In some drilling environments, it may be advantageous, from an ease of drilling standpoint, to drill a smaller diameter borehole (e.g., an 8½ inch diameter hole) before opening or underreaming the borehole to a larger diameter (e.g., to a 17½ inch diameter hole). Other circumstances in which first drilling smaller hole and then underreaming or opening the hole include directionally drilled boreholes. It is difficult to directionally drill a wellbore with a large diameter bit because, for example, larger diameter bits have an increased tendency to “torque-up” (or stick) in the wellbore. When a larger diameter bit “torques-up”, the bit tends to drill a tortuous trajectory because it periodically sticks and then frees up and unloads torque. Therefore it is often advantageous to directionally drill a smaller diameter hole before running a hole opener in the wellbore to increase the wellbore to a desired larger diameter.

A typical prior art hole opener is disclosed in U.S. Pat. No. 4,630,694 issued to Walton et al. The hole opener disclosed in the '694 patent includes a bull nose, a pilot section, and an elongated body adapted to be connected to a drillstring used to drill a wellbore. The hole opener also includes a triangularly arranged, hardfaced blade structure adapted to increase a diameter of the wellbore.

Another prior art hole opener is disclosed in U.S. Pat. No. 5,035,293 issued to Rives. The hole opener disclosed in the '293 patent may be used either as a sub in a drill string, or may be coupled to the bottom end of a drill string in a manner similar to a drill bit. This particular hole opener includes radially spaced blades with cutting elements and shock absorbers disposed thereon.

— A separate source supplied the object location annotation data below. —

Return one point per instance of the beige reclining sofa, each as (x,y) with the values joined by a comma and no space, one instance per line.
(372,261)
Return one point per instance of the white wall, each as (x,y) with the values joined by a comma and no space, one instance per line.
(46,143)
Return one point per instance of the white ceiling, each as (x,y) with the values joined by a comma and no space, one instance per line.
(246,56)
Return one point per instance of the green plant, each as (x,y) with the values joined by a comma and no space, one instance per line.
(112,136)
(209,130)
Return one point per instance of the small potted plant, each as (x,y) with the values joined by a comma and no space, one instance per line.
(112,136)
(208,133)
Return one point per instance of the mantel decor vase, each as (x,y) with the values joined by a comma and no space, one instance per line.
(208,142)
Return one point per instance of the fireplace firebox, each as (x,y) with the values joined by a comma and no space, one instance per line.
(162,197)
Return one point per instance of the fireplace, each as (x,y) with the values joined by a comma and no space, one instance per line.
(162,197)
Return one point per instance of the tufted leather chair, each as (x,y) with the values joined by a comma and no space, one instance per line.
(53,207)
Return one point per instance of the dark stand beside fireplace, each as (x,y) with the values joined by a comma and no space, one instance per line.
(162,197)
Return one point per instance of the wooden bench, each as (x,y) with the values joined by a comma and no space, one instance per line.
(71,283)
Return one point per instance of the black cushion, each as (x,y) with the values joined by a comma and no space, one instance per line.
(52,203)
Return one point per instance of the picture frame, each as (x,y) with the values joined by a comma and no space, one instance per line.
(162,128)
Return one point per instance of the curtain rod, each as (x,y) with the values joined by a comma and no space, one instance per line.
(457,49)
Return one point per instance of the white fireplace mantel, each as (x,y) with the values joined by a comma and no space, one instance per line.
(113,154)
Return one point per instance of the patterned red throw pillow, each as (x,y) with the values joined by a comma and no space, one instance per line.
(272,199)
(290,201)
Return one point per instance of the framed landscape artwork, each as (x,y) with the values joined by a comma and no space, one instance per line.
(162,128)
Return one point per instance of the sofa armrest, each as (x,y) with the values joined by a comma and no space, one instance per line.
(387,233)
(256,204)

Other prior art hole openers include, for example, rotatable cutters affixed to a tool body in a cantilever fashion. Such a hole opener is shown, for example, in U.S. Pat. No. 5,992,542 issued to Rives. The hole opener disclosed in the '542 patent includes hardfaced cutter shells that are similar to roller cones used with roller cone drill bits.

There is a need, however, for a hole opener that makes use of recent advances in PDC cutter and blade technology. While PDC cutters have been used with, for example, prior art near-bit reamers, the PDC cutters on such reamers are generally arranged in a relatively simplistic fashion. This arrangement, among other factors, forms a relatively unreliable mechanical structure that is not durable, especially when drilling tough formations. Moreover, some prior art hole openers generate high levels of vibration and noise, and tend to cause the well trajectory deviate from the existing well trajectory. Therefore, it would be advantageous to produce hole openers with improved cutting structures.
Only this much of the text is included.